Ohne Übertreibung kann man sagen, dass die Zahl Drei die wichtigste Zahl in Peirces Philosophie ist. Einige seiner Dreiergruppen, um nur drei zu nennen, sind 1. Möglichkeit, 2. Aktualität, 3. Notwendigkeit oder 1. Eigenschaft, 2. Tatsache, 3. Gewohnheit oder 1. Entität, 2. Relation, 3. Repräsentation. D. arbeitet insbesondere die zuletzt genannte Dreiheit heraus und entwickelt aus ihr »phänomenologische Grundlagen der Trinität«. Der mit Peirce nicht vertraute Leser wird sich wahrscheinlich eine eingängigere, klarere Darstellung von Peirces Gedanken wünschen, doch das liegt eher an Peirces Schriften, die nicht grundlos als schwer zugänglich gelten, als an diesem Buch. Ausgehend von Schleiermachers Einwänden gegen die traditionelle Trinitätslehre skizziert D. nun mit den bei Peirce beschriebenen Dreiheiten in der Welt (die dieser freilich nicht explizit auf Gott überträgt, zumindest zitiert D. keine solche Aussage) eine nicht-traditionelle Trinitätslehre. An die Stelle der Lehre, dass es drei göttliche Personen gibt, tritt die Aussage, dass die reale Welt in verschiedenen Hinsichten eine triadische Struktur aufweist und dass daher von Gott als dreifaltig zu sprechen sei. Zum Beispiel sagt D., dass von Gott als Schöpfer zu sprechen sei, »der in sich selbst das schon (kategorial dreifach gegliedert) repräsentiert, was dann in der Erfahrungswelt Š als sein Gegenüber (Himmel, Erde, Menschen) und in deren Prozessualität wiederum als Repräsentation dieses Ganzen von Welt und Zeit Gottes erlebt wird und zum Ausdruck gebracht werden muß« (53). Die Verbindung zur Lehre von der Dreifaltigkeit Gottes scheint mir da nur eine sehr metaphorische zu sein, aber wer Schleiermachers Argumente überzeugend findet und trotzdem eine Art Trinität annehmen möchte, der wird in zwei Aufsätzen dieses Buches (Kapitel 2 und 5) reiche Anregungen dazu finden.

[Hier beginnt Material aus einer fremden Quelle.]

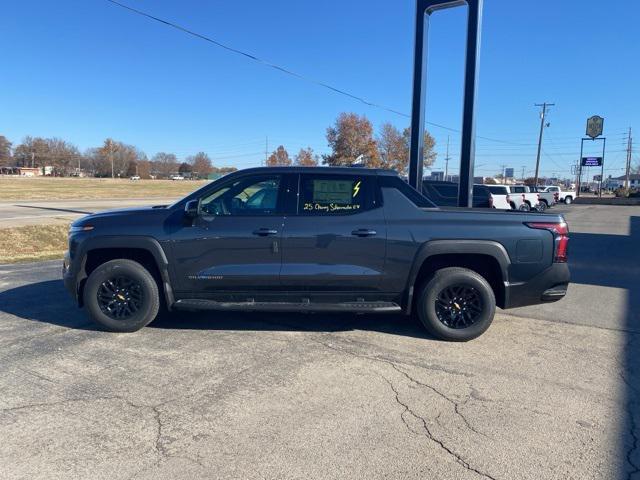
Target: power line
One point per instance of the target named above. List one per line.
(290, 72)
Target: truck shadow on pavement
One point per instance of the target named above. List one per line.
(614, 261)
(49, 302)
(602, 260)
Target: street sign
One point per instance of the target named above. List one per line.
(595, 125)
(591, 161)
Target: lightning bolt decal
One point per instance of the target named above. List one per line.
(356, 189)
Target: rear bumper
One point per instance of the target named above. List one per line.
(546, 287)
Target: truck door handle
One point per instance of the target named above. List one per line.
(265, 232)
(364, 232)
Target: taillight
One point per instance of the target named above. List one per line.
(561, 235)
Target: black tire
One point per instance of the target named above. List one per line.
(454, 278)
(135, 298)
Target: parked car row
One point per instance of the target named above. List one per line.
(502, 197)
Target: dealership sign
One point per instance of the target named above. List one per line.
(591, 161)
(595, 125)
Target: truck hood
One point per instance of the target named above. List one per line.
(123, 214)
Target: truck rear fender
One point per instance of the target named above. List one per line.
(490, 257)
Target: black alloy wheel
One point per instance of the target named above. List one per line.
(120, 297)
(459, 306)
(455, 304)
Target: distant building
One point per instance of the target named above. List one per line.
(437, 176)
(22, 171)
(617, 182)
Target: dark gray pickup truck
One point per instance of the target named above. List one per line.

Als »Inbegriff des modernen Nominalismus«, den D. wie auch Peirce ablehnt, sieht D. das Diktum »Gott ist tot« an. Wäre Gott tot oder irrelevant, dann gelte dies »auch für alle nicht-empirischen, nicht-konkreten Verallgemeinerungen wie rationale Gründe, Gesetzmäßigkeiten oder reale Zusammenhänge« (55). Nominalismus und Gottesglaube sind also unvereinbar. Ich habe im Text keine Begründung für diese These gefunden. Der Nominalismus ist die Auffassung, dass es keine Universalien gibt, d. h. Gegenstände (etwa Eigenschaften oder Arten), die von mehreren Gegenständen instantiiert werden können; auch die Ablehnung der Existenz von Allgemeinbegriffen oder von Zahlen wird manchmal als Nominalismus bezeichnet. Es scheint konsistent zu behaupten, dass es keine Universalien gibt, aber einen Gott (ich selbst vertrete diese Auffassung). Übrigens scheint es auch konsistent zu behaupten, dass es sowohl Universalien als auch rationale Gründe, aber keinen Gott gibt (es sei denn, man folgt Plantingas »evolutionary argument against naturalism«). Nicht zuletzt der einflussreichste zeitgenössische Verteidiger des Universalienrealismus, David Armstrong, nimmt Universalien, aber keinen Gott an.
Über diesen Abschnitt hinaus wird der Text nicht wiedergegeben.